Naftali Harris

The Communication Loss Function

March 20, 2017

My first ever task writing software professionally was to make some small change to the Kaggle server. I spent a day or so following painstakingly moving down the call stack from the API endpoint to figure out which file I needed to make my changes in. I proudly showed my mentor the five line change I'd made. His response: "Oh, that file is actually automatically generated. Your changes are going to get wiped out during the build."

As that story demonstrates, communication has a lopsided loss function: If you tell me something I already know, you've wasted a moment of my time. But if you tell me something I didn't know, it can save me an almost unbounded amount of time. (It would have saved me a few hours had I asked for a fifteen minute overview of how the Kaggle servers worked before I tried to figure it out myself). So in theory, you should bias towards overcommunicating and insisting that others overcommunicate to you.

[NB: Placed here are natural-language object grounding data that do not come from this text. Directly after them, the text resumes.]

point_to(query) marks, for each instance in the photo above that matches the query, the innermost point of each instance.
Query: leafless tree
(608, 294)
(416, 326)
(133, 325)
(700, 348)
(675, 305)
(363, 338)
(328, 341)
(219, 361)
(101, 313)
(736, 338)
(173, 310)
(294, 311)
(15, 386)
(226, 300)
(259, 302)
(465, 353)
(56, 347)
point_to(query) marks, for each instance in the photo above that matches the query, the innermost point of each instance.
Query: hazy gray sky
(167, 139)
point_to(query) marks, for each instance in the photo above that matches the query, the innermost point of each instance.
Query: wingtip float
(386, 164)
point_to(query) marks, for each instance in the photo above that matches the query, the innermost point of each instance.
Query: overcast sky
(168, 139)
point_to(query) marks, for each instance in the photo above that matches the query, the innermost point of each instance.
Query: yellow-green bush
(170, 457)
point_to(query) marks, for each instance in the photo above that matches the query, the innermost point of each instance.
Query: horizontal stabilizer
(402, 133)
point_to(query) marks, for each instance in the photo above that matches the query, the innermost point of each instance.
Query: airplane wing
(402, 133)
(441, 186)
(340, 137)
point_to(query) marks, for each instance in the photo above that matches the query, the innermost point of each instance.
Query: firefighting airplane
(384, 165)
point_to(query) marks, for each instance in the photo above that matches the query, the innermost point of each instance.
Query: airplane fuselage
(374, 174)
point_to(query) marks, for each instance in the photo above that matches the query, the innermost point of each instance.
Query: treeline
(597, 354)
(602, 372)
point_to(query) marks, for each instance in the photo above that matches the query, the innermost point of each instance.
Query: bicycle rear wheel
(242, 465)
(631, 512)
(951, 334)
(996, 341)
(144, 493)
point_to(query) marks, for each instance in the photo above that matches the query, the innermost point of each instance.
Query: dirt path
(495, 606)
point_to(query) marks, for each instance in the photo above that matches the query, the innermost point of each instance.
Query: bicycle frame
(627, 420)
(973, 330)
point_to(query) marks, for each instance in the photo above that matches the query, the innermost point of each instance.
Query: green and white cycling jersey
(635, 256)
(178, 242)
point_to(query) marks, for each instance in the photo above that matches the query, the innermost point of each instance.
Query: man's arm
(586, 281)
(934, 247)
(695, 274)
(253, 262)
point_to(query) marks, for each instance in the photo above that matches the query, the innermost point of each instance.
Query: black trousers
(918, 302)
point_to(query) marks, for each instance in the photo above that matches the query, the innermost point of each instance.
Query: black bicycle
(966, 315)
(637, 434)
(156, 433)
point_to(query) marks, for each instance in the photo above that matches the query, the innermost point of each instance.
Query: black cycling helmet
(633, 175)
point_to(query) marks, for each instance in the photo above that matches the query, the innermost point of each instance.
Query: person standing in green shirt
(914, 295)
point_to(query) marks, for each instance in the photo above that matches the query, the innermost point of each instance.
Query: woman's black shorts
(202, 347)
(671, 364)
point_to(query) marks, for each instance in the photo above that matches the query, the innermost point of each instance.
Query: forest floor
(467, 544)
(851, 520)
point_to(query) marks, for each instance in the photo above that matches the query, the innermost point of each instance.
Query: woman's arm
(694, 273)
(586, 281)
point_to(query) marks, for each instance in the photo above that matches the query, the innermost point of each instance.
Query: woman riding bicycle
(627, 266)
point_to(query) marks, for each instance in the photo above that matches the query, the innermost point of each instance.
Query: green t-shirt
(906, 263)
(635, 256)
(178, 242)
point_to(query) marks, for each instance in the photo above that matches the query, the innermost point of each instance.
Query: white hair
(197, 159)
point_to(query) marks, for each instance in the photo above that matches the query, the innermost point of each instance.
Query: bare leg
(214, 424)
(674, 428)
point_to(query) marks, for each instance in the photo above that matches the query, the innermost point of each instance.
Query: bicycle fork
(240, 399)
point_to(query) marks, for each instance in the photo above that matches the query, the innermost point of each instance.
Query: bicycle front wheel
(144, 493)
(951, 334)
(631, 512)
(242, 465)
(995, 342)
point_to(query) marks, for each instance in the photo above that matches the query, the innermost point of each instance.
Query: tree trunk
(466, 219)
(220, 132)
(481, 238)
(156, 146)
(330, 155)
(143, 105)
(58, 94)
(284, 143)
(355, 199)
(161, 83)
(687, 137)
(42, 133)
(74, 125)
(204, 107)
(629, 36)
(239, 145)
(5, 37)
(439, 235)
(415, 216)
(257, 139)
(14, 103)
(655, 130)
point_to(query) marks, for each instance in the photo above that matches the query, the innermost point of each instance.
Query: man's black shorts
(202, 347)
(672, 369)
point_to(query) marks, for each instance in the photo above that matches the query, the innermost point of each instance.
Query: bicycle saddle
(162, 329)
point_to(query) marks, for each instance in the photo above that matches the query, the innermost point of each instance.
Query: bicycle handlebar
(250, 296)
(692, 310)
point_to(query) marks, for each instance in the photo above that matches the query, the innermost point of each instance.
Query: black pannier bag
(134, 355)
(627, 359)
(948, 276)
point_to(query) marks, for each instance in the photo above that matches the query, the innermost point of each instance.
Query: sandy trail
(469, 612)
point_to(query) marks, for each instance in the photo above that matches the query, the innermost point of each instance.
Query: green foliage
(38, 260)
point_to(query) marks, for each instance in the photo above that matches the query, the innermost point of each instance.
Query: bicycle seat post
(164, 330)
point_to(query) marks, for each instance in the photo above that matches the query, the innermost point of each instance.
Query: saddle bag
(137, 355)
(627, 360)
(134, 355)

In practice, social considerations complicate this ideal. These stem primarily from the fact that we typically respect people with knowledge and experience. Explaining something suggests you believe the other person did not previously understand what you are explaining, and hence that you respected them slightly less than they'd previously thought.

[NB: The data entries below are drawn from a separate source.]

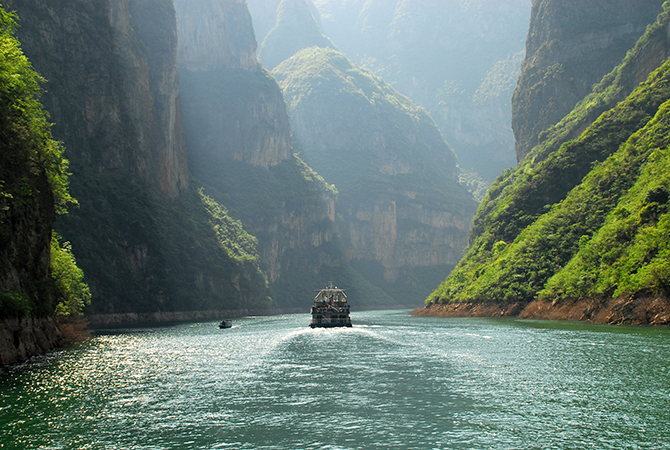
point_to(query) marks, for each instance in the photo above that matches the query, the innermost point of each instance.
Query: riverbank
(22, 338)
(645, 311)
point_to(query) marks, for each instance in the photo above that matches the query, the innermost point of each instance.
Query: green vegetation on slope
(181, 254)
(401, 213)
(630, 254)
(75, 294)
(27, 155)
(27, 145)
(296, 28)
(511, 262)
(377, 140)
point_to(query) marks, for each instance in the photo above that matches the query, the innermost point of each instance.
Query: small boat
(330, 309)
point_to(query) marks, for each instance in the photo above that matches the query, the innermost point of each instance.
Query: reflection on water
(390, 382)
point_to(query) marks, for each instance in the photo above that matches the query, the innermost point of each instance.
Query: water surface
(390, 382)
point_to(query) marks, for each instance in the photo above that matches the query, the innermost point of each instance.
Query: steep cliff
(571, 45)
(239, 139)
(537, 221)
(32, 186)
(402, 215)
(458, 59)
(146, 240)
(296, 28)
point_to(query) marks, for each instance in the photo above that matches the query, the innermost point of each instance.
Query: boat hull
(329, 325)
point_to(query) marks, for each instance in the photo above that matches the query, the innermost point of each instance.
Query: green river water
(390, 382)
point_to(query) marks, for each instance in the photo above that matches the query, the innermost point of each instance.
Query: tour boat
(330, 308)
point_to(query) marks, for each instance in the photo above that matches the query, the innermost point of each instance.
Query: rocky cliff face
(568, 224)
(92, 51)
(401, 208)
(218, 36)
(458, 59)
(297, 27)
(571, 45)
(215, 34)
(239, 138)
(32, 188)
(113, 93)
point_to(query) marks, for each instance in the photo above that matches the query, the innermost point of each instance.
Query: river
(391, 381)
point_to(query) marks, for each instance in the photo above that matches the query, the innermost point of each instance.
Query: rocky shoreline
(23, 338)
(644, 311)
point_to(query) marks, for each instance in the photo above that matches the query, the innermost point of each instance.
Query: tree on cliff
(33, 189)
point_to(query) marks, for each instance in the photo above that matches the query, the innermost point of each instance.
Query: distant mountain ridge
(147, 236)
(571, 45)
(402, 217)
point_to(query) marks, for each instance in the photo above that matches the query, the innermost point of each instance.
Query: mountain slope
(571, 45)
(460, 60)
(402, 216)
(237, 130)
(147, 238)
(296, 28)
(516, 270)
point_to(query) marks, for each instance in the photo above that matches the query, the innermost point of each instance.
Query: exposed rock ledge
(21, 339)
(645, 311)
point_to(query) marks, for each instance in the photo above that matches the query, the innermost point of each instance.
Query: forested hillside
(149, 238)
(571, 45)
(35, 270)
(402, 216)
(537, 221)
(239, 139)
(460, 60)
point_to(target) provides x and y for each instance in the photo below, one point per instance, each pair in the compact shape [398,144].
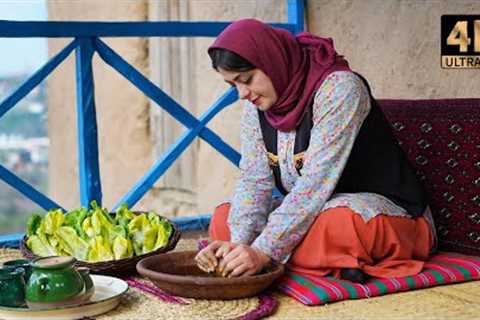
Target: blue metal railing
[86,43]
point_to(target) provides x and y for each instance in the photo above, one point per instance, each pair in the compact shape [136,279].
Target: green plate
[108,291]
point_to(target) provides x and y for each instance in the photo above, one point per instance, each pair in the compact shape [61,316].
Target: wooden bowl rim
[200,280]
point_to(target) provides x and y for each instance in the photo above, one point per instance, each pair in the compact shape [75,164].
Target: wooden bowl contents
[177,273]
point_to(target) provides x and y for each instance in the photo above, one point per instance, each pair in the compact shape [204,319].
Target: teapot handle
[87,279]
[42,288]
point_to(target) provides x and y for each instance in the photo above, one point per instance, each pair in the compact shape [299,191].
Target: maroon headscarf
[296,65]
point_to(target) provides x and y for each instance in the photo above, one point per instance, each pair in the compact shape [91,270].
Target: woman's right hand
[207,259]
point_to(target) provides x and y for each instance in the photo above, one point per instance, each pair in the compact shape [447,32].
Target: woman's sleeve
[253,192]
[340,106]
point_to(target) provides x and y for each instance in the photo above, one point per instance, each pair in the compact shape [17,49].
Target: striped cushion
[442,268]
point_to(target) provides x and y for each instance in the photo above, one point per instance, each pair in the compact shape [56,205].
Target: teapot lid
[53,262]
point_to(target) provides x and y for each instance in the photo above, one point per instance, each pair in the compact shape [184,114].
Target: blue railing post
[89,174]
[296,11]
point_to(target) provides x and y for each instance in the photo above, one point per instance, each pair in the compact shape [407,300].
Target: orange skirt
[339,238]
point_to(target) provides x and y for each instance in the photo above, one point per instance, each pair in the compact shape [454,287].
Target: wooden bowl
[177,273]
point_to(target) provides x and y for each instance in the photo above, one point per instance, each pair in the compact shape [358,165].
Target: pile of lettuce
[94,235]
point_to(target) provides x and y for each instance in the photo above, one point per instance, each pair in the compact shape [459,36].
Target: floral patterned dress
[277,225]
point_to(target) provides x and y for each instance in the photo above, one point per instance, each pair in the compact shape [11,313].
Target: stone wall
[395,44]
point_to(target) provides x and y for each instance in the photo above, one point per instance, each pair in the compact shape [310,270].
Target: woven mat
[459,301]
[139,304]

In an ego-less world, perhaps it would be optimal to try explaining some topic if you thought the other party had less than a 90% chance of understanding, (where "90%" depends on how bad it would be for the person not to have that information compared to how long it would take to establish that the person did indeed understand). In the real world, though, the cutoff we set is typically much less than 90% because of the fear of offending the person we're talking to. The more offense we think the person would take--more precisely, the greater the negative impact on us due to offense the other party takes--the lower we set that threshold.

Similarly, it can be hard to ask people to overcommunicate to you. In doing so, you are suggesting that you aren't that knowledgeable, which can diminish their respect for you. I think this issue can affect powerful people especially hard, because often some of the legitimacy of their power comes from their image as being experienced or knowledgeable. ("How did she become CEO without understanding this simple thing?!")

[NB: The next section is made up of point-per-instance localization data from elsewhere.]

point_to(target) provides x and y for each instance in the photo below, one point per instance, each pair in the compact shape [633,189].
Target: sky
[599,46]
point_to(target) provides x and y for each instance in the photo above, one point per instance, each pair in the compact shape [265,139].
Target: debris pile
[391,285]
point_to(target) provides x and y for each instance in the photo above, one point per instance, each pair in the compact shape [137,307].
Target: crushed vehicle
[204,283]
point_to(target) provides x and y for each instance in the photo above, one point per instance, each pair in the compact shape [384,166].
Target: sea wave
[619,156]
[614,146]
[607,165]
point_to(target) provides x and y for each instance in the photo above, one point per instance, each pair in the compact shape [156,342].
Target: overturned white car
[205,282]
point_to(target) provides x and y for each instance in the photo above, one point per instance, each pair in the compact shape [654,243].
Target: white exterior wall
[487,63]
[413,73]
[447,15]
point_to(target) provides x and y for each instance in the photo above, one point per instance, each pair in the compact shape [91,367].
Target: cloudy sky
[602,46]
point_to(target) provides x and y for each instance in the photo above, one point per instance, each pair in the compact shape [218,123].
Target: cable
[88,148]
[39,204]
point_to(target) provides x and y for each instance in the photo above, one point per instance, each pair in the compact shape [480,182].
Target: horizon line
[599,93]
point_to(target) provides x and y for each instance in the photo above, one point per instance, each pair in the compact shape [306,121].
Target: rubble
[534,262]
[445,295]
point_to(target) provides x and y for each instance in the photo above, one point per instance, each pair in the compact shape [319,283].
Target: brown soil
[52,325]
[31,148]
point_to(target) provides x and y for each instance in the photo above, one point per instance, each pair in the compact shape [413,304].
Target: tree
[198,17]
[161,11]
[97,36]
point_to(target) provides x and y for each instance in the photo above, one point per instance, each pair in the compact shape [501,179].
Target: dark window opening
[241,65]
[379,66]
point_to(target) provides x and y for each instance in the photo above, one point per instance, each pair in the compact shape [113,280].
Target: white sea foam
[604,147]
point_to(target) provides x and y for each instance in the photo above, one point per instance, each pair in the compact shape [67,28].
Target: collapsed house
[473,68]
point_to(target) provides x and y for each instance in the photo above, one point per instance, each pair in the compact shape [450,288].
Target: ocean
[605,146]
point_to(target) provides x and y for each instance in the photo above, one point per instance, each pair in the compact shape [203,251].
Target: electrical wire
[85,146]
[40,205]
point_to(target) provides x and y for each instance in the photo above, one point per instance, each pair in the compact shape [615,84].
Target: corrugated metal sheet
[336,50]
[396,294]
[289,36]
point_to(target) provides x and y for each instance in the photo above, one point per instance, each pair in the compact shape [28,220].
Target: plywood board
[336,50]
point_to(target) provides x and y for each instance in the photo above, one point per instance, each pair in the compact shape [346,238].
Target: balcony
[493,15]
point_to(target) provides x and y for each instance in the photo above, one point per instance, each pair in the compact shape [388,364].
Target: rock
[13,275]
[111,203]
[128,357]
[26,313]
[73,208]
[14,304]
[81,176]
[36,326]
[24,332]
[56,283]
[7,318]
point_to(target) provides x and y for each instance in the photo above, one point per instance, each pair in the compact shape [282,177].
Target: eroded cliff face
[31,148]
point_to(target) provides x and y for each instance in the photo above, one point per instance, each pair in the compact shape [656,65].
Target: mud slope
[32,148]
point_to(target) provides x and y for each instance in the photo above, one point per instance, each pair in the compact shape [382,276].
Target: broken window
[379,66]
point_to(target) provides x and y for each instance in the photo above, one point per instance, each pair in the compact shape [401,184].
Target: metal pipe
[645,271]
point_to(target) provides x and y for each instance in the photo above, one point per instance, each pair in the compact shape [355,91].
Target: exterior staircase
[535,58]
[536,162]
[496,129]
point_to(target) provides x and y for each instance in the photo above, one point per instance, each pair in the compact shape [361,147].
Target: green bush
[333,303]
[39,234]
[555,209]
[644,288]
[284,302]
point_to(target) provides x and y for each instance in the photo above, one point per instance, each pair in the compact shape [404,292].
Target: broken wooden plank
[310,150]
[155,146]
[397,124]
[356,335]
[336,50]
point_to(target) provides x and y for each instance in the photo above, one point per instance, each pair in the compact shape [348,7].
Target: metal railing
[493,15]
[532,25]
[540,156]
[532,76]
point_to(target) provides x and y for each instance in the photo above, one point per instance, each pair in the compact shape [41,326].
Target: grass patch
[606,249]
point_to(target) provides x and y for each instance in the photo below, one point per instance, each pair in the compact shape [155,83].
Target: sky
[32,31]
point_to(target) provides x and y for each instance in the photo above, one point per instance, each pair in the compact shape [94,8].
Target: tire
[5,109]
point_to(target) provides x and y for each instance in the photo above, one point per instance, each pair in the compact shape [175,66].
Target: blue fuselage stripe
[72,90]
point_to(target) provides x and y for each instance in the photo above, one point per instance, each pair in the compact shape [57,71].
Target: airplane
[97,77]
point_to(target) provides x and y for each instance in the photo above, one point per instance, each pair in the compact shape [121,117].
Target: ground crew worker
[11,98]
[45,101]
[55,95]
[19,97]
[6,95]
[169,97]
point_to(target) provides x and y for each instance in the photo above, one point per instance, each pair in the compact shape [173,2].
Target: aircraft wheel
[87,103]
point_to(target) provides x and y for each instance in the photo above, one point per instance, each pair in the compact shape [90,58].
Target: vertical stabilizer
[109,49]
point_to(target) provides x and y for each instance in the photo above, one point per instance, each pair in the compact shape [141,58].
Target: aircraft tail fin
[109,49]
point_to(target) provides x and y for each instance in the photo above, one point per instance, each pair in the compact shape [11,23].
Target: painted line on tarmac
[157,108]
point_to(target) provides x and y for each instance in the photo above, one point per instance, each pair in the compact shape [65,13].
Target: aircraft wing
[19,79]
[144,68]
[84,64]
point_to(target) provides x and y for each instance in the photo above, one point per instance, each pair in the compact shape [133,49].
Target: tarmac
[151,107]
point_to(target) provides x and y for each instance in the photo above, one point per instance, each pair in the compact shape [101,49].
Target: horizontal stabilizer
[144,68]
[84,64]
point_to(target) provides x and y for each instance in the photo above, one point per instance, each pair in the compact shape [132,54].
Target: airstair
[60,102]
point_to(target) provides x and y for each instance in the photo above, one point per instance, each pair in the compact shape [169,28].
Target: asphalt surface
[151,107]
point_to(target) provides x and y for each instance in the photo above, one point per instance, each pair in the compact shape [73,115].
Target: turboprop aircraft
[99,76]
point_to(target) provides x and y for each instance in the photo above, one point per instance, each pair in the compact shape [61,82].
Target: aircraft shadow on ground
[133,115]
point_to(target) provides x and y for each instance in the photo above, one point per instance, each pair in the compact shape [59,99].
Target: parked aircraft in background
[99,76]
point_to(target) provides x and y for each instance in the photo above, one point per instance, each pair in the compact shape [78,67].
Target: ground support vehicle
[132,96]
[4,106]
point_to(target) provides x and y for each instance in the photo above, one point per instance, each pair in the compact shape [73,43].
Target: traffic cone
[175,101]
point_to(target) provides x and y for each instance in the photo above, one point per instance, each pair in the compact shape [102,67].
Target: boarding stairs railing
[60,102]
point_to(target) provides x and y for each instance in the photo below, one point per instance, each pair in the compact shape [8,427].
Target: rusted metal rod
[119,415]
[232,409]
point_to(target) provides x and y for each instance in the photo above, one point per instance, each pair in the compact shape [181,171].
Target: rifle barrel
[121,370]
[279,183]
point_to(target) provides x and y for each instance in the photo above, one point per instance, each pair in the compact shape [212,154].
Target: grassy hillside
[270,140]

So you can see how ego and the social value of knowledge can actually lead to less knowledge transfer.

Personally, my approach to handling this problem has been to... explain this issue to people I frequently interact with! I tell them explicitly, "communication has a lopsided loss-function, so I'll try explaining something to you even if I think you probably understand it; please don't take offense! Similarly, please tell me things even if you think I already understand them! I have a math background; I'm used to saying no to people who ask me if I know what numbers are."